This is an amazing story. The story transcends any era or actors or medium. I’ve seen both movies and now I’ve read the book, and they’re all great. The book, of course, is the most compelling because it really puts you inside the head of the main character better than any movie can. Mattie Ross, the fourteen year old girl out to avenge her father’s death, is one of the great characters of our time.
It’s a short book, barely over 200 pages, but there are so many moments I want to remember. Mattie is calm and collected, she’s straightforward and focused, innocent and kind, and often kind of surly. Early on she gives you this:
I said, “That is my father.” I stood there looking at him. What a waste! Tom Chaney would pay for this! I would not rest easy until that Louisiana cur was roasting and screaming in hell! (pg. 24)

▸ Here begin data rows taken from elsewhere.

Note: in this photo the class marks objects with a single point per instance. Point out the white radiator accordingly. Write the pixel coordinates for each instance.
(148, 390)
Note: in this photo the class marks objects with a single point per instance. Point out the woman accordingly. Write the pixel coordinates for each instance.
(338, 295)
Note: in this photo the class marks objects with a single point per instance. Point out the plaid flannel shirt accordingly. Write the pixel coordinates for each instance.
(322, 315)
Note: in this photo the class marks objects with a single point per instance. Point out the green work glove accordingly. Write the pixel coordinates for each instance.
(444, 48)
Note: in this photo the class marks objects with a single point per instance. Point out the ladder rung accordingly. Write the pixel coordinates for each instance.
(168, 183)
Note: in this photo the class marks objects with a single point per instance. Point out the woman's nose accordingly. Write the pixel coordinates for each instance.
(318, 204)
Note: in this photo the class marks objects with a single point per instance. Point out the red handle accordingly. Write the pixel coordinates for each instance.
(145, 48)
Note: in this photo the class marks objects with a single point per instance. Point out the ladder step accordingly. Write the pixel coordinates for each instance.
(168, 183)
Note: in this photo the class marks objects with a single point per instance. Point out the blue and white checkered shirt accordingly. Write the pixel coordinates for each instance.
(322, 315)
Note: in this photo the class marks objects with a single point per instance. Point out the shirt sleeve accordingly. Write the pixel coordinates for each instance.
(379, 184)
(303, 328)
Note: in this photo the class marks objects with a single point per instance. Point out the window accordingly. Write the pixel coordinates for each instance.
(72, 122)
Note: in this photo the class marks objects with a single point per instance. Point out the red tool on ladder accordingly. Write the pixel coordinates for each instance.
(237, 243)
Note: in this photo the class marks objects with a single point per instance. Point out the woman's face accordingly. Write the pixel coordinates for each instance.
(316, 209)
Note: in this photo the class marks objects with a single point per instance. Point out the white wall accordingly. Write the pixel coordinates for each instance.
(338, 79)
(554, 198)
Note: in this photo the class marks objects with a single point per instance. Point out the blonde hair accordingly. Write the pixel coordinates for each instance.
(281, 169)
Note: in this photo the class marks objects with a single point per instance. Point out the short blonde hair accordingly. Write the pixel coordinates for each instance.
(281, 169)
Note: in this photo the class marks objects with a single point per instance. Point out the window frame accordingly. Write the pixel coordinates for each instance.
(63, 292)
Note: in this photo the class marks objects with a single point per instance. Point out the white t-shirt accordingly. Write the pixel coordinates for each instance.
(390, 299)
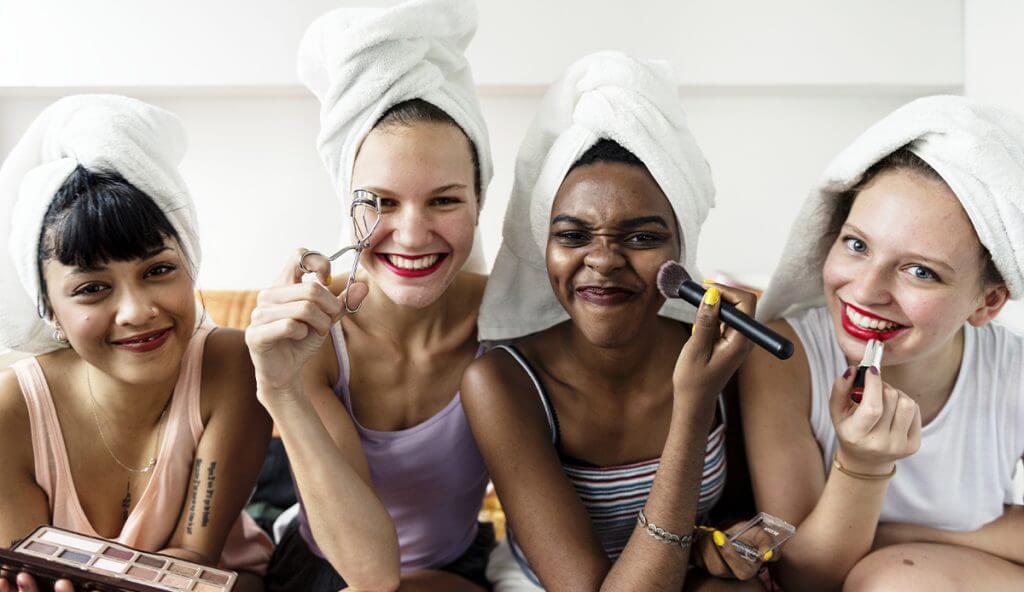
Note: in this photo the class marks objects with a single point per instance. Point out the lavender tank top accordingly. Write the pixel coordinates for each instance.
(430, 477)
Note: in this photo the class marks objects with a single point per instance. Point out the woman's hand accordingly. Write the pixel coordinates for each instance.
(713, 552)
(884, 427)
(712, 355)
(292, 320)
(27, 583)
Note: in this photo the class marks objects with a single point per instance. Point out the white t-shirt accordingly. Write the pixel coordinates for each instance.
(963, 474)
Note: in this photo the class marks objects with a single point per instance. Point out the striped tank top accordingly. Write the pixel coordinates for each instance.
(613, 496)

Then shortly after she makes this observation about horses, pigs, and cats:
I had hated these ponies for the part they played in my father’s death but now I realized the notion was fanciful, that it was wrong to charge blame to these pretty beasts who knew neither good nor evil but only innocence. I say that of these ponies. I have known some horses and a good many more pigs who I believe harbored evil intent in their hearts. I will go further and say all cats are wicked, though often useful. Who has not seen Satan in their sly faces? Some preachers will say, well, that is superstitious “claptrap.” My answer is this: Preacher, go to your Bible and read Luke 8: 26-33. (pg. 32)
And finally, later in the book, this gem, with a very strategic exclamation point:
When we had eaten our fill, Mr. McAlester’s wife asked me if I did not wish to lie down on her bed for a nap. I was sorely tempted but I saw through the scheme. I had noticed Rooster talking to her on the sly at the table. I concluded he was trying to get shed of me once again. “Thank you, mam, I am not tired,” said I. It was the biggest story I have ever told! (pg. 166)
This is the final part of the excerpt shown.